Others, not entirely separate from the mercury link, made the case for vaccine-induced autoimmunity as a cause. Once again, while there was some convincing scientific evidence, there were some flaws. For example, while autoimmunity was not always found, it can be linked to excitotoxicity as a most destructive element. Yet, given that both mercury and aluminium can induce autoimmunity, it is possible that, in some cases, vaccine-induced autoimmunity plays a role alongside excitotoxicity as a destructive mechanism. Recently, it was proposed that fluoride exposure may be responsible for some cases of ASD. It is known that fluoride activates the brain’s microglia. This would act like an infection or the first vaccine injection. Fluoride is also tightly bound to aluminium (fluoroaluminium), which is deposited in the brain and has many effects on brain biochemistry and physiology.

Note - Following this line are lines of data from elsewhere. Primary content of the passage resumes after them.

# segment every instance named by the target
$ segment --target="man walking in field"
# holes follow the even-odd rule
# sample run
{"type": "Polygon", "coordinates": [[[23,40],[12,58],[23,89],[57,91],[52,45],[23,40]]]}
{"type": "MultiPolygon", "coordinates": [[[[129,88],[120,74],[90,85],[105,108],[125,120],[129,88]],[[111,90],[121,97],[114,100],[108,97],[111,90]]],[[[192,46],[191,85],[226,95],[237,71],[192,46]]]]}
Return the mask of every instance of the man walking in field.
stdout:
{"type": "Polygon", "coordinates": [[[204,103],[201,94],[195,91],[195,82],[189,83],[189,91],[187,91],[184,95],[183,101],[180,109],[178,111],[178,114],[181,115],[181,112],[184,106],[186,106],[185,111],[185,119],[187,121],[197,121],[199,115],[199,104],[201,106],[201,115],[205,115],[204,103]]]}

Acetaminophen is another suspect in cases of ASD. While no single “autism gene” has been identified despite extensive research, over 100 genes have been implicated, influencing multiple biological pathways, including those involved in neurodevelopment, synaptic function and immune regulation. In addition to genetic factors, environmental influences play a critical role in ASD risk. The link between acetaminophen and ASD may be related to per- and polyfluoroalkyl substances (“PFAS”), which have been shown to disrupt the gut-liver-brain axis. Acetaminophen, known to exert hepatotoxic effects, could further impair this pathway, potentially exacerbating ASD symptoms or even triggering ASD in genetically susceptible individuals. Other environmental contributors, such as prenatal exposures, maternal immune activation and oxidative stress, have also been proposed as factors in ASD development.

An increase or decrease in the activation of microglia/astrocytes alters neurodevelopment. The main effect of IL-1ß and TNF-a is the inhibition of glutamate transport into the glia, allowing an extraneuronal buildup of glutamate, thus increasing calcium waves and abnormal migration of axons and neurons. As the number of environmental toxicants grows, such as the extensive use of glyphosate-containing compounds, we can expect to see increased rates of neurodegenerative and neurodevelopmental diseases. However, the effects of these compounds on neurodevelopment and oxidative stress remain unknown, and they have been proposed as potential factors in ASD development.

The above is republished under Creative Commons Licence, CC BY 4.0 DEED Attribution 4.0 International.